The council said output was set to rise this harvest.
Large parts of Oaxaca's pretty capital of the same name were seized months ago by protesters who built street barricades, chased out police and closed government buildings in a bid to oust the state governor.
Federal police have since gained control of the city's colonial center, but protesters still dominate some neighborhoods and frequently hijack trucks and buses to strengthen their roadblocks.
Coffee council head Fortino Figueroa said the harvest beginning in the next few weeks would not be affected by the crisis, which has seen at least a dozen people killed, most of them protesters.
"The critical problem in Oaxaca is limited to the city, it is not in coffee growing zones and has not affected the coffee," he told Reuters.
Workers said the coffee council is one of the few government offices not closed by the protesters, who accuse state Gov. Ulises Ruiz of corruption and repression.
Oaxaca exports 80 percent of its coffee outside Mexico, but Figueroa said most exports go either via the neighboring state of Veracruz or along the Pacific coast, without passing through the capital.
Coffee output in Oaxaca, a mountainous southern state with numerous microclimates, plunged when many farmers abandoned the crop in the wake of a price crisis at the start of the decade.
Bad weather also helped push output down to around 295,000 60-kg bags in the last two harvests, from an average of 345,00 bags in previous years.
The industry has been hurt by a wave of migration from poor rural areas to the United States, leaving many farms without the labor needed to harvest or tend crops.
But Figueroa predicted a better crop this year. He said regular rainfall had helped flowering and the coffee trees he had seen on farm visits were laden with ripening berries.
"The sun and rain have been favorable and wind damage is low, which gives us the chance to raise the harvest to 300,000 or even 345,000 bags," he said.
Most of Oaxaca's coffee is grown on small family farms in indigenous regions. Some is sold via cooperatives to Fair Trade and organic roasters.

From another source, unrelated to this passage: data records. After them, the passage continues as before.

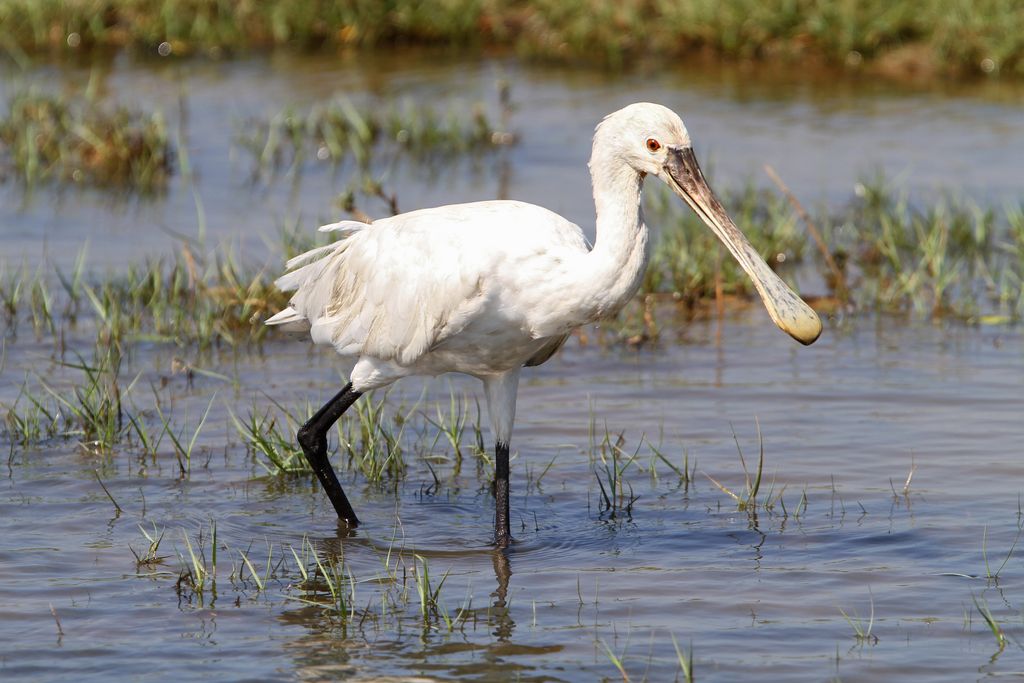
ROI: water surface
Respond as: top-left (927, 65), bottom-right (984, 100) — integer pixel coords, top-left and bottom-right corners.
top-left (0, 50), bottom-right (1024, 682)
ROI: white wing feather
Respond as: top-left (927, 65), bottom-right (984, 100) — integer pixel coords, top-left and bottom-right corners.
top-left (267, 202), bottom-right (587, 366)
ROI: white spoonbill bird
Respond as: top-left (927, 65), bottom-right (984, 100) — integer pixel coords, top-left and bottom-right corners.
top-left (266, 103), bottom-right (821, 548)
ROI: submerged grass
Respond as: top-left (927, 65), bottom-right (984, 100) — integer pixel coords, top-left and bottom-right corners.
top-left (0, 89), bottom-right (173, 193)
top-left (238, 98), bottom-right (515, 181)
top-left (0, 0), bottom-right (1024, 76)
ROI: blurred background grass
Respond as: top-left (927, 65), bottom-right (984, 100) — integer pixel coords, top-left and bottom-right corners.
top-left (0, 0), bottom-right (1024, 78)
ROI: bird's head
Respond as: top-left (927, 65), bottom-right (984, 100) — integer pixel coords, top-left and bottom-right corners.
top-left (591, 102), bottom-right (821, 344)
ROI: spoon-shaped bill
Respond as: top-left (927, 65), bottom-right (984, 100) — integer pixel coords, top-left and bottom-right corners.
top-left (665, 146), bottom-right (821, 344)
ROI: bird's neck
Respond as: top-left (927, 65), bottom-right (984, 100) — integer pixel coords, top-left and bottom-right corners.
top-left (588, 158), bottom-right (648, 318)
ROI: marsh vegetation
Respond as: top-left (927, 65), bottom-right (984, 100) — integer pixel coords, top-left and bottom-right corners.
top-left (0, 9), bottom-right (1024, 681)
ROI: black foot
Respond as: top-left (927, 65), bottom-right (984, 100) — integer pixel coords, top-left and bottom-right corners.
top-left (296, 384), bottom-right (359, 527)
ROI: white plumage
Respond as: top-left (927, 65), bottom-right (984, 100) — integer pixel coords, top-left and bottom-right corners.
top-left (267, 103), bottom-right (820, 545)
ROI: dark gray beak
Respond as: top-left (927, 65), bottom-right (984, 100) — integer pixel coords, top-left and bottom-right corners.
top-left (664, 145), bottom-right (821, 344)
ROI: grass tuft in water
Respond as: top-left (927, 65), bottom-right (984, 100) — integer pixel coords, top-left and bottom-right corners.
top-left (0, 91), bottom-right (173, 193)
top-left (839, 597), bottom-right (879, 645)
top-left (238, 99), bottom-right (515, 184)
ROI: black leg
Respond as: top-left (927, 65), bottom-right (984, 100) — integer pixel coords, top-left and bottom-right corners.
top-left (495, 441), bottom-right (512, 548)
top-left (298, 382), bottom-right (362, 526)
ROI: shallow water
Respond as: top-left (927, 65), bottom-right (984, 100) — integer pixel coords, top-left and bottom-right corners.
top-left (0, 50), bottom-right (1024, 681)
top-left (0, 311), bottom-right (1024, 681)
top-left (6, 52), bottom-right (1024, 267)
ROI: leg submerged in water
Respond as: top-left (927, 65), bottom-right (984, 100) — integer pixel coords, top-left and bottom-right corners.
top-left (297, 382), bottom-right (362, 526)
top-left (483, 370), bottom-right (519, 548)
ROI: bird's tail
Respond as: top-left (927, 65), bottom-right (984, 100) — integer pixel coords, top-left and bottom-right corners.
top-left (265, 220), bottom-right (370, 332)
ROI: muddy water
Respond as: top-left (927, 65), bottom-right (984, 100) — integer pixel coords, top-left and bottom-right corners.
top-left (0, 311), bottom-right (1024, 681)
top-left (0, 52), bottom-right (1024, 267)
top-left (0, 52), bottom-right (1024, 681)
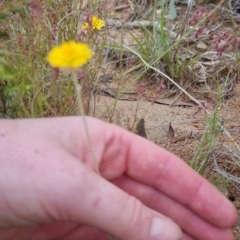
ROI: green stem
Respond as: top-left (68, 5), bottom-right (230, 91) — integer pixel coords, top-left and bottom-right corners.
top-left (72, 72), bottom-right (100, 175)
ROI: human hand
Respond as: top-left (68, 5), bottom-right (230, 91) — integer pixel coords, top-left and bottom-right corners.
top-left (0, 117), bottom-right (237, 240)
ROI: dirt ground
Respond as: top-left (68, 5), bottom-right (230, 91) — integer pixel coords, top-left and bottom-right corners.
top-left (82, 1), bottom-right (240, 240)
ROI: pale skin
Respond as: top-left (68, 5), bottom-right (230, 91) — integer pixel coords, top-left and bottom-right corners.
top-left (0, 117), bottom-right (237, 240)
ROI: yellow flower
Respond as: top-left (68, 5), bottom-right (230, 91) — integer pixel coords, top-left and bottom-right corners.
top-left (47, 41), bottom-right (93, 70)
top-left (82, 16), bottom-right (105, 30)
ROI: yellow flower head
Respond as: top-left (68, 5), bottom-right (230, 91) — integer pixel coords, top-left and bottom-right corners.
top-left (47, 41), bottom-right (93, 70)
top-left (82, 16), bottom-right (105, 30)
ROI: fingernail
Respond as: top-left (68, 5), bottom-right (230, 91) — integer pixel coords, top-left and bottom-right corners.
top-left (150, 217), bottom-right (182, 240)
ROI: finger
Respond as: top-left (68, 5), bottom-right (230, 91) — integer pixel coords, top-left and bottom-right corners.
top-left (113, 176), bottom-right (233, 240)
top-left (95, 121), bottom-right (237, 228)
top-left (53, 162), bottom-right (181, 240)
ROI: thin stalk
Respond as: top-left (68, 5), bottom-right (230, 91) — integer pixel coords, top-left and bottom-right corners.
top-left (72, 72), bottom-right (100, 175)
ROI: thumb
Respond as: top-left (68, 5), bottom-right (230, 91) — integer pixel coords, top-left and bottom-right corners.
top-left (56, 166), bottom-right (181, 240)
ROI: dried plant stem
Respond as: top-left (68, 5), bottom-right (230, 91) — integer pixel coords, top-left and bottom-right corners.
top-left (72, 73), bottom-right (100, 175)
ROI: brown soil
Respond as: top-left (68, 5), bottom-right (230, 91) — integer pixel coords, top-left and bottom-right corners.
top-left (84, 0), bottom-right (240, 240)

The coffee is washed in small mills and sun-dried on farm patios. The parchment is removed in regional dry-mills.
Figueroa said the coffee council was pressing ahead with a program to help farmers certify their coffee as organic or shade-grown despite the protests, which have frozen the activities of many government offices.
Oaxaca's most famous coffee is Cafe Pluma, grown in the foothills above the state's Pacific coast surfer hangouts.